Ein „gutes Geld“ ist politisch unerwünscht
Mit der politischen Entscheidung, die Euro-Währungsunion, „koste es, was es wolle“, zu verteidigen und kein Mitgliedsland hängen zu lassen, steht die wirklich große Finanz- und Währungskrise erst noch bevor und mit ihr ein Zusammenbruch. Zu hoch ist die allgemeine Staatsverschuldung, neue Schulden kommen weiter hinzu, und eine Abkehr von der Politik des schlechten ungedeckten Geldes zurück zum einstmals guten sachwert-gedeckten Geld ist politisch völlig unerwünscht, daher wohl noch lange nicht durchsetzbar, also nicht in Sicht.

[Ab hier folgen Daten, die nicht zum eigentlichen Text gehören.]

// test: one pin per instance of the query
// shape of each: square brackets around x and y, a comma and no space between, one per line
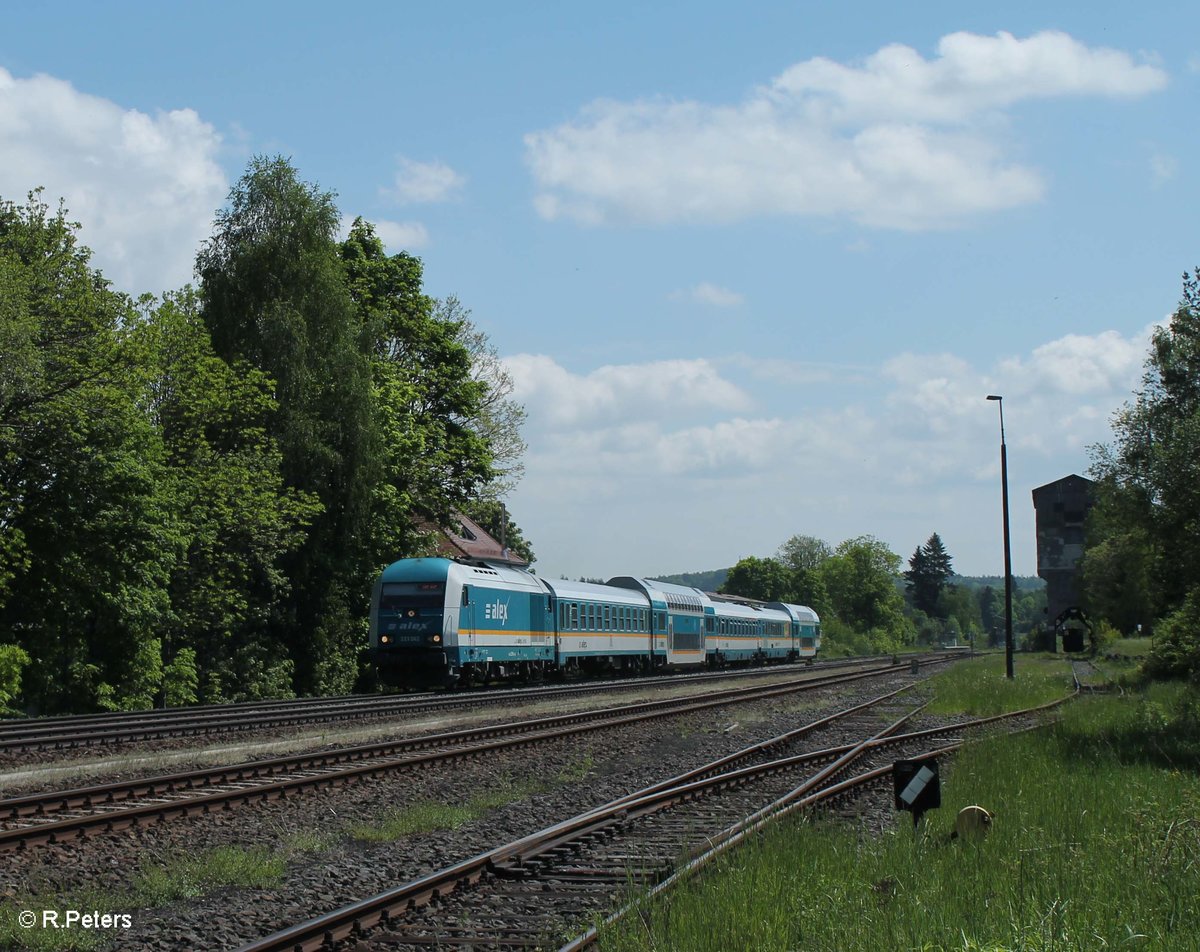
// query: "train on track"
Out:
[445,622]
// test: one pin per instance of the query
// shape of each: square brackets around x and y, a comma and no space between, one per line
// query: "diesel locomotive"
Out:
[444,622]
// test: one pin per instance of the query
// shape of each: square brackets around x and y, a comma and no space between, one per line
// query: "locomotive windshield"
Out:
[397,596]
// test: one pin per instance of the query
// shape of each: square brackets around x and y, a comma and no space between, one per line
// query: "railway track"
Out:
[527,893]
[96,730]
[55,816]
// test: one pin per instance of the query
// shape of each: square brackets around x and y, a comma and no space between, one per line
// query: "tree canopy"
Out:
[197,492]
[1141,562]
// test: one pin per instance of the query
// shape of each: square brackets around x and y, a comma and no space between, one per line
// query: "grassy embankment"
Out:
[1096,844]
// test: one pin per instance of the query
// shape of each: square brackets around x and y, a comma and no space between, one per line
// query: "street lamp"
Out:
[1008,557]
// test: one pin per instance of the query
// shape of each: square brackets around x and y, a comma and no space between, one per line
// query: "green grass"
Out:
[1133,647]
[1096,845]
[978,686]
[190,876]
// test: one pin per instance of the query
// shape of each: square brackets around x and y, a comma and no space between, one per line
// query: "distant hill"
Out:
[1020,582]
[706,581]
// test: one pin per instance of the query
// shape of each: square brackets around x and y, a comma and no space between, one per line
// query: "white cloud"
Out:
[897,142]
[1163,168]
[400,235]
[396,235]
[709,294]
[643,467]
[144,187]
[424,181]
[562,399]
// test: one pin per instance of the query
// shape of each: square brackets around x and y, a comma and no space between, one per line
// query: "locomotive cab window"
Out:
[412,596]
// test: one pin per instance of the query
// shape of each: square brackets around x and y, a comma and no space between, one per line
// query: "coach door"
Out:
[677,641]
[467,618]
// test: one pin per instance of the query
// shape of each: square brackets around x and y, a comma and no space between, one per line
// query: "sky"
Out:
[753,271]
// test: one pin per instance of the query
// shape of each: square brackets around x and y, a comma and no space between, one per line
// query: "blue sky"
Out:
[753,271]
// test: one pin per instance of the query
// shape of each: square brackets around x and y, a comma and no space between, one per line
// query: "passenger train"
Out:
[444,622]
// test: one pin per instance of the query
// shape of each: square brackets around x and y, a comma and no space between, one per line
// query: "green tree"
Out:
[433,456]
[89,528]
[498,419]
[492,516]
[803,556]
[1144,536]
[13,662]
[274,295]
[929,572]
[240,521]
[763,579]
[861,580]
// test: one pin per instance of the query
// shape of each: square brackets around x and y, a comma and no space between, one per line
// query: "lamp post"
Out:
[1008,557]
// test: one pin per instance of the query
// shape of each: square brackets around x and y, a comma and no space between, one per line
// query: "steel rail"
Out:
[509,860]
[83,730]
[367,760]
[366,914]
[801,798]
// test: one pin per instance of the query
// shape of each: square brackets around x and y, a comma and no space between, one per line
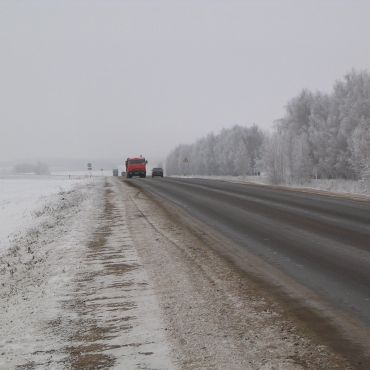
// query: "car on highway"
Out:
[157,172]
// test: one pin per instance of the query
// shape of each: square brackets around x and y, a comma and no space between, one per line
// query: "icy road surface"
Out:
[109,279]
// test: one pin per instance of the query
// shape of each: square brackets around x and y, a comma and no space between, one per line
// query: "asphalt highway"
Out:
[322,242]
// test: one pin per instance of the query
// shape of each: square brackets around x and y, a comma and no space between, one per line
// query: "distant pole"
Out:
[89,168]
[186,165]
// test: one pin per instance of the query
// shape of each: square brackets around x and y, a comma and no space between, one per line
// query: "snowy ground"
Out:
[22,197]
[104,278]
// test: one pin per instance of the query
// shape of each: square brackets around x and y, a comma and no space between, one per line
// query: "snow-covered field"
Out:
[21,197]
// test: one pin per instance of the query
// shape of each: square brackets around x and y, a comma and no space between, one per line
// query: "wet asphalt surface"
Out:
[322,242]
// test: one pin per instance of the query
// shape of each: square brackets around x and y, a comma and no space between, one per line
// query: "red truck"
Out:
[136,166]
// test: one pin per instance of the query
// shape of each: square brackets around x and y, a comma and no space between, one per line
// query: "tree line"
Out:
[320,136]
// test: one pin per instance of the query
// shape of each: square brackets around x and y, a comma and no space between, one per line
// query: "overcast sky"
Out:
[115,78]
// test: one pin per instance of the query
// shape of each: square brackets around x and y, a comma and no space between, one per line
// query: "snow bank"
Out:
[23,196]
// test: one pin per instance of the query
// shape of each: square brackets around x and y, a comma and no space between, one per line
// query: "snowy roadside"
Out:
[22,198]
[73,292]
[349,188]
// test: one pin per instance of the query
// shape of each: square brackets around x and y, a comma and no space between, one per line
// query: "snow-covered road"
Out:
[107,278]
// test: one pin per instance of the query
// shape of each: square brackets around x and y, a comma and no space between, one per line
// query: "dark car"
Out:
[157,172]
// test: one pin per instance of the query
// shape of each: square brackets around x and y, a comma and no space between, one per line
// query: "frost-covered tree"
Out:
[234,151]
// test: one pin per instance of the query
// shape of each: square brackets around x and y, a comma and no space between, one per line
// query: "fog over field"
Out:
[108,79]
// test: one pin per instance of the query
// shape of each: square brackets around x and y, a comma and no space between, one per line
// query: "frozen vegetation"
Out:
[22,197]
[322,139]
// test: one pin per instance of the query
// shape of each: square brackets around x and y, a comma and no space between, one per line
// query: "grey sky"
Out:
[114,78]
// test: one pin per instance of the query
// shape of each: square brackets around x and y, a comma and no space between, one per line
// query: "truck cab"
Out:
[136,166]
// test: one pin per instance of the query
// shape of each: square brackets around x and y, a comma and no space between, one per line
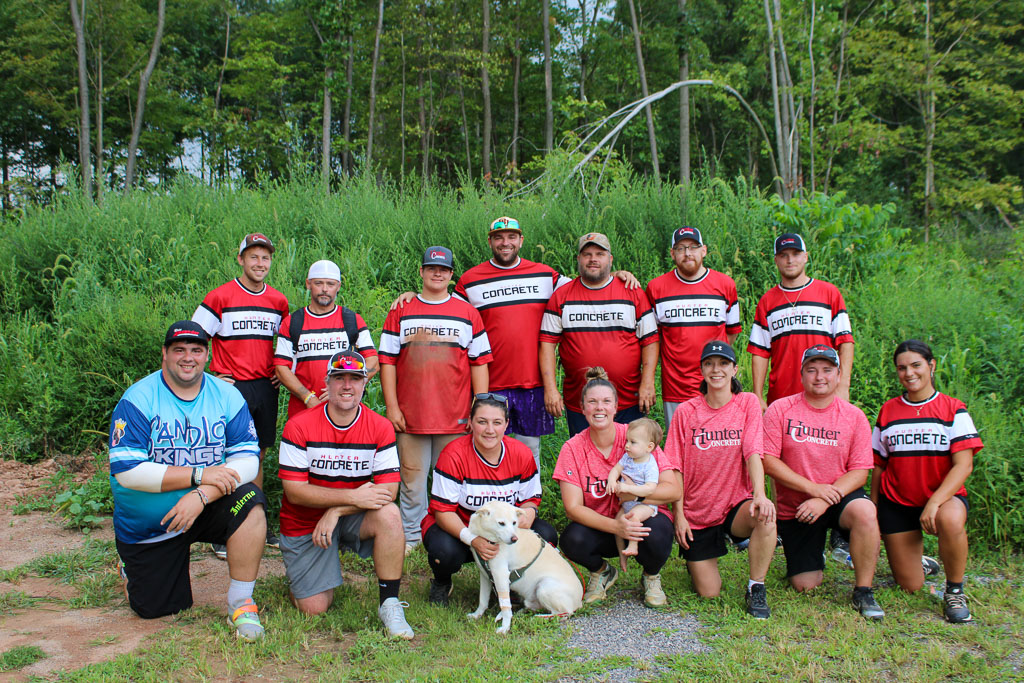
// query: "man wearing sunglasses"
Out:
[339,469]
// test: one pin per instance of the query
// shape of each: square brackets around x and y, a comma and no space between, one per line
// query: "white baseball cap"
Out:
[325,270]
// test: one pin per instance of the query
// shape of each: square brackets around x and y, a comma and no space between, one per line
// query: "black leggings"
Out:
[446,554]
[588,547]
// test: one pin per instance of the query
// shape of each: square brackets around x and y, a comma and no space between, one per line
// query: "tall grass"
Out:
[86,292]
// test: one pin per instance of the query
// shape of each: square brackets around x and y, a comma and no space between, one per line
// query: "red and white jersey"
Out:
[511,301]
[583,465]
[713,445]
[913,444]
[602,327]
[464,481]
[690,313]
[786,323]
[432,344]
[243,325]
[315,451]
[322,337]
[818,443]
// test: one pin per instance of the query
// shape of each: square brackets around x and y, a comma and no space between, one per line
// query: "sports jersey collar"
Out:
[690,282]
[796,289]
[518,261]
[594,289]
[483,460]
[327,314]
[249,291]
[358,414]
[919,402]
[167,386]
[434,303]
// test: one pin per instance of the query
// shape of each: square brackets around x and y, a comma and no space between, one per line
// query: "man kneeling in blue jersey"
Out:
[182,454]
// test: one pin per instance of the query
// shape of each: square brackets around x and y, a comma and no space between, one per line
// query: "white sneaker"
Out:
[392,613]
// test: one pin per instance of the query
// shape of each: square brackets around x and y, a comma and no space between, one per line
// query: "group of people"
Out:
[469,380]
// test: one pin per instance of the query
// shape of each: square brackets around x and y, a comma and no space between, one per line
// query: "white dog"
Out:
[534,569]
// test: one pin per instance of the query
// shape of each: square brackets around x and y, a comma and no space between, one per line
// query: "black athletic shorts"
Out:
[261,396]
[804,544]
[896,518]
[158,572]
[710,543]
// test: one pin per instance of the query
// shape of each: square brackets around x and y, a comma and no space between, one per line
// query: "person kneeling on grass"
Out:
[182,457]
[339,469]
[925,443]
[718,439]
[636,471]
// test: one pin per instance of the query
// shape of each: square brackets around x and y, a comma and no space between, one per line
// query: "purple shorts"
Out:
[527,416]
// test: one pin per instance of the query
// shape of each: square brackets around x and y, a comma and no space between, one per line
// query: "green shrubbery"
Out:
[86,293]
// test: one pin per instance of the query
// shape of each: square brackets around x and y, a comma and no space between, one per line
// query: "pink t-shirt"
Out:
[820,444]
[581,464]
[712,446]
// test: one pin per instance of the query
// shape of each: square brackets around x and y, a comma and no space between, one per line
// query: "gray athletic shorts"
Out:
[311,569]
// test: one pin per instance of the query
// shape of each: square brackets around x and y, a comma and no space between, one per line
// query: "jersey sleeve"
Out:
[207,315]
[479,346]
[841,330]
[284,352]
[293,460]
[390,338]
[760,341]
[129,444]
[773,431]
[364,342]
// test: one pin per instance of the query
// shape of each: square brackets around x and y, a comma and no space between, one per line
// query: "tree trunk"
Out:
[346,127]
[143,84]
[373,83]
[84,128]
[549,113]
[684,102]
[651,138]
[485,88]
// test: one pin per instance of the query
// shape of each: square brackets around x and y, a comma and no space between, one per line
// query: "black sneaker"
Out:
[439,593]
[757,601]
[863,600]
[954,607]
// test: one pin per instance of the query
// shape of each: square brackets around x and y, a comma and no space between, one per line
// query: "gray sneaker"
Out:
[392,613]
[600,582]
[863,600]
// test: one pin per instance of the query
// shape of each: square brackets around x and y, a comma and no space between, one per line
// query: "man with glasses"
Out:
[339,469]
[693,305]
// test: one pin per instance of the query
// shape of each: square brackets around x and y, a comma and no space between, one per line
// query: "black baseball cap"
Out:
[820,351]
[790,241]
[687,232]
[719,348]
[186,331]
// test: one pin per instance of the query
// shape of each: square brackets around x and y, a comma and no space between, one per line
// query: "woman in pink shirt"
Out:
[582,471]
[717,437]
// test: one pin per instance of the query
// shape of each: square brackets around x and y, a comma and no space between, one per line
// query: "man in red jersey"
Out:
[797,313]
[597,321]
[693,305]
[817,450]
[310,336]
[242,316]
[511,293]
[339,468]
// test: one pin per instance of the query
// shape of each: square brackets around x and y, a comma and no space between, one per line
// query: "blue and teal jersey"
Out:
[152,424]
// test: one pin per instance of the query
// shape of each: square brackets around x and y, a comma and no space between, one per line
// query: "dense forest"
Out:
[919,103]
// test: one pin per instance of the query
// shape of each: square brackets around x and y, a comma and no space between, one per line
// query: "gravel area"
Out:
[629,629]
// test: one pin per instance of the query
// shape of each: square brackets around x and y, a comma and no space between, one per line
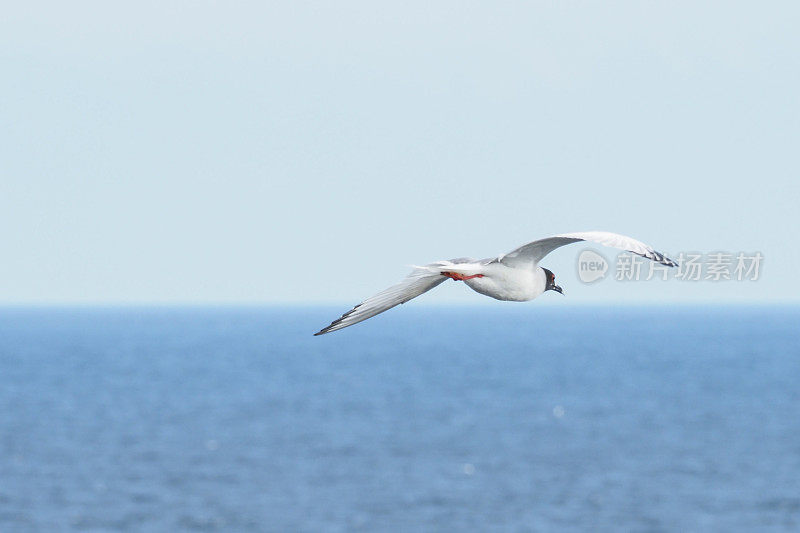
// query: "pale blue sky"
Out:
[307,152]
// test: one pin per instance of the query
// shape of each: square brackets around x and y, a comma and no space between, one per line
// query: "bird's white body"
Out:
[515,276]
[509,284]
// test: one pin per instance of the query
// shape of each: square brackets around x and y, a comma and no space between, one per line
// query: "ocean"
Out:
[515,417]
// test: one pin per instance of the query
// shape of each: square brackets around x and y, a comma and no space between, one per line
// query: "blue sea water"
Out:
[499,418]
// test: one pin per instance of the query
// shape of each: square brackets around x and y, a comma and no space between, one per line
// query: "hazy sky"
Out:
[308,152]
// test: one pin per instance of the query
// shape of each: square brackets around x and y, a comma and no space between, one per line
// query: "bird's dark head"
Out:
[550,284]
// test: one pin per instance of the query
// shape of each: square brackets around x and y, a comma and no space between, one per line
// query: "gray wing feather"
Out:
[416,283]
[533,252]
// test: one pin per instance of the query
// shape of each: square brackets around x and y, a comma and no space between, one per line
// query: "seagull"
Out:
[515,276]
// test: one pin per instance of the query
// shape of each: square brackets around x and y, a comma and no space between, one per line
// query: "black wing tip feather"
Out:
[658,257]
[336,322]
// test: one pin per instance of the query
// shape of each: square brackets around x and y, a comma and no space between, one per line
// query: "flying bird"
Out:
[515,276]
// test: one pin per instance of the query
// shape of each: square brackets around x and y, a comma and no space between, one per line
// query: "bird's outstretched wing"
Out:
[533,252]
[421,280]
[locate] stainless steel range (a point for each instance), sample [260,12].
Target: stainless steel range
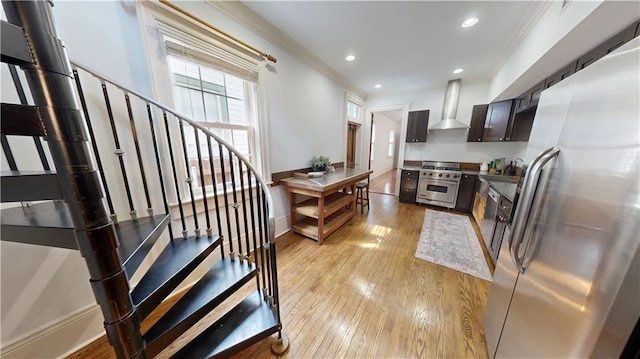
[438,183]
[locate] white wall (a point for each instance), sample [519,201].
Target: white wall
[559,37]
[42,287]
[382,163]
[448,145]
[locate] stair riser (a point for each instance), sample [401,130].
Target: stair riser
[30,188]
[157,345]
[50,237]
[148,304]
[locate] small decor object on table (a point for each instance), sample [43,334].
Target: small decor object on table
[320,164]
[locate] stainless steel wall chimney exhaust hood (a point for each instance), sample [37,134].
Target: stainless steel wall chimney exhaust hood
[450,108]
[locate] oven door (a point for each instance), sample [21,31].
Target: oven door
[437,192]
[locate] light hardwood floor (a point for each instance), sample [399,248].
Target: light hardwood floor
[363,294]
[385,183]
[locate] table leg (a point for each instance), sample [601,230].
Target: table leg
[321,219]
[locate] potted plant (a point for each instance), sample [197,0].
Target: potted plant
[320,164]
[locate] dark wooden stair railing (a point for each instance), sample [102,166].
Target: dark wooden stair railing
[82,195]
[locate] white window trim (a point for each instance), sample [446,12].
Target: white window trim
[151,13]
[391,143]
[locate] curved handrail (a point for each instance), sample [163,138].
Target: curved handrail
[263,184]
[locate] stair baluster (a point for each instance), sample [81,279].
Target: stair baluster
[244,211]
[6,149]
[203,185]
[136,142]
[215,191]
[226,201]
[156,153]
[189,177]
[94,145]
[235,204]
[118,151]
[175,174]
[23,100]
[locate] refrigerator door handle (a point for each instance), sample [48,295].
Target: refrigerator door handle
[523,215]
[524,194]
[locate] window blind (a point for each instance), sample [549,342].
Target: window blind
[224,58]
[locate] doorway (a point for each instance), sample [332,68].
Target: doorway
[384,150]
[352,131]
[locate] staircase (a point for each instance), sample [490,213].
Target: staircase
[212,209]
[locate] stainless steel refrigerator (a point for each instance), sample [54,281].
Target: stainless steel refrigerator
[567,280]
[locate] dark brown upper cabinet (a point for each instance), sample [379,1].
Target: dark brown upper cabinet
[497,121]
[608,46]
[520,125]
[530,98]
[560,75]
[476,127]
[417,125]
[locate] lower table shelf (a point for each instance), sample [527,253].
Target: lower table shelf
[309,226]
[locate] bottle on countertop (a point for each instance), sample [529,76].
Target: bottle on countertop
[484,167]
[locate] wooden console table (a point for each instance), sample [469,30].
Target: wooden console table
[328,209]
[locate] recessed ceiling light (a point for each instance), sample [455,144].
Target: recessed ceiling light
[470,22]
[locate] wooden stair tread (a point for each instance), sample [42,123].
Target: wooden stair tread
[21,120]
[137,237]
[213,288]
[50,224]
[13,47]
[178,259]
[20,186]
[332,203]
[246,324]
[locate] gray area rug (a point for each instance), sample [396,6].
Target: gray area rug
[449,240]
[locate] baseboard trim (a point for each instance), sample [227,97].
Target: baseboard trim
[282,225]
[54,340]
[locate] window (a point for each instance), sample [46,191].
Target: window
[373,140]
[353,110]
[217,87]
[219,101]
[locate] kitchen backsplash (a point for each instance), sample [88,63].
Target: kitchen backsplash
[464,152]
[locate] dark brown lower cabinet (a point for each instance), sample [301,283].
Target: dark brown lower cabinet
[408,186]
[466,193]
[502,222]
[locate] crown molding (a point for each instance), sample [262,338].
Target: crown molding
[254,22]
[535,11]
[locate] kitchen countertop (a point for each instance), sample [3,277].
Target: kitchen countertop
[506,189]
[411,168]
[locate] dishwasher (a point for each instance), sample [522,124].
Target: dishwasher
[489,221]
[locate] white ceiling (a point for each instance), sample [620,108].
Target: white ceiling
[404,45]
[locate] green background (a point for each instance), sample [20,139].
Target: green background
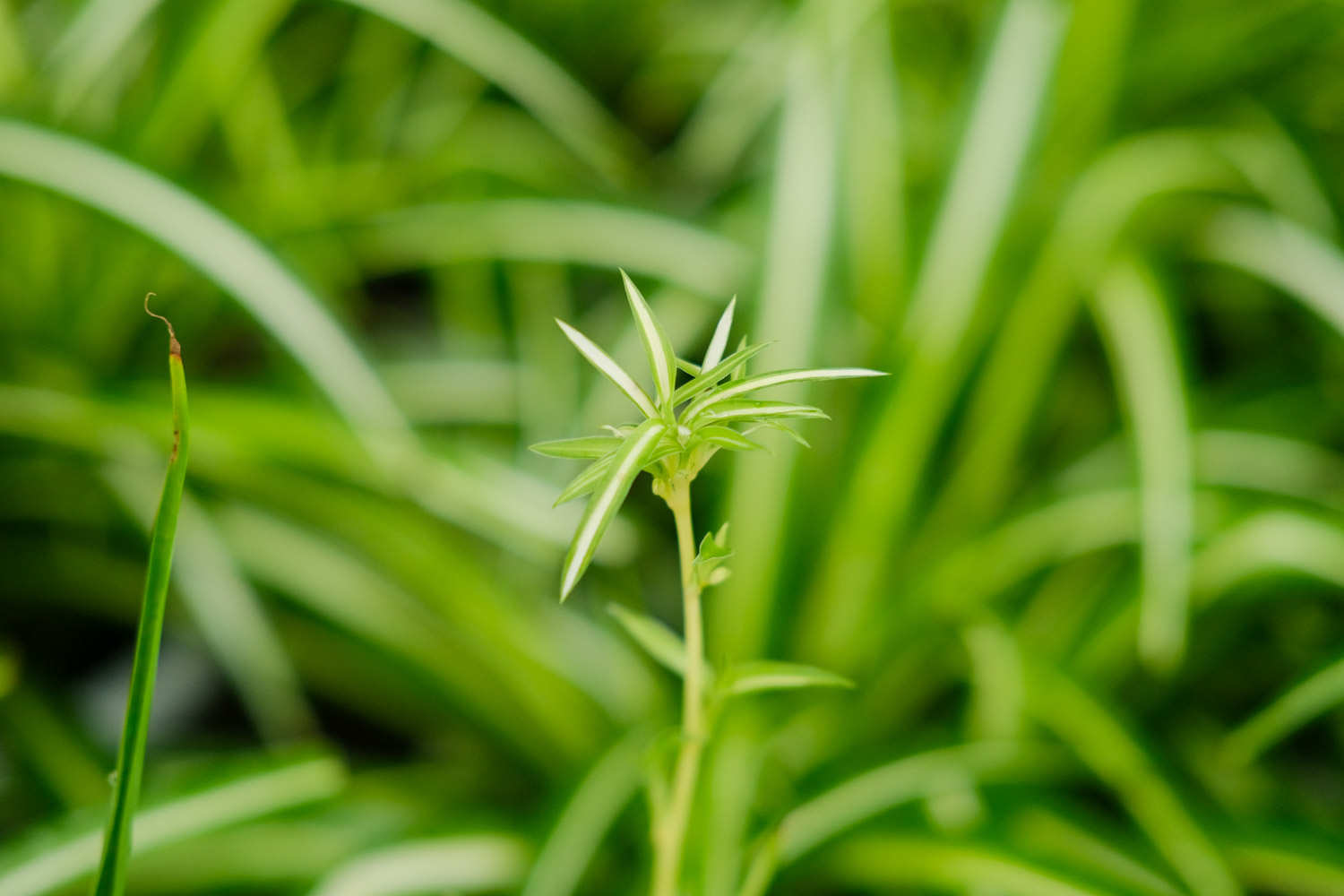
[1082,552]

In hundert Jahren schon drei Währungsreformen
Was daraus dann entsteht, ist ungewiss. „Szenarien“ dafür werden längst entworfen. Was davon eintritt, entzieht sich dem heutigen Wissen ebenfalls. Bandulet malt einiges davon aus und erinnert daran, dass die Deutschen in den zurückliegenden hundert Jahren schon dreimal von einer Währungsreform heimgesucht worden sind: 1914, als mit dem Ausbruch des Ersten Weltkrieges der Goldstandard der Währung aufgegeben wurde (sonst hätte der Krieg nicht finanziert werden können), dann 1923, als mit der Hyperinflation und dem Neubeginn verloren ging und nach dem Zweiten Weltkrieg 1948, als die Geldguthaben auf weniger als 10 Prozent zusammenschmolzen.
Drei Ratschläge
In einem Nachwort reicht Bandulet nötiges Basiswissen für ein Grundverständnis dafür weiter, wie Finanzmärkte funktionieren und was grundsätzlich von welchen Anlagemöglichkeiten zu halten ist. Stichworte dazu sind Liquidität, Anleihen, Immobilien, Aktien, Fremdwährungen, Gold. Darin enthalten sind drei allgemeine Ratschläge: Erstens: „Unterliegen Sie nicht der Geldillusion.“ Zweitens zitiert er Andre´ Kostolany: „Merken Sie sich, die Bank ist nicht Ihr Freund.“ Bandulet fügt noch hinzu: „Merken Sie sich: Der Staat ist nicht Ihr Freund.“ Drittens: „Meiden Sie Modetrends, halten Sie Ihr Portfolio übersichtlich und einfach.“
*) Bruno Bandulet: Die letzten Jahre des Euro. Ein Bericht über das Geld, das die Deutschen nicht wollten. Kopp-Verlag, Rottenburg 2010. 207 Seiten. 19,95 Euro.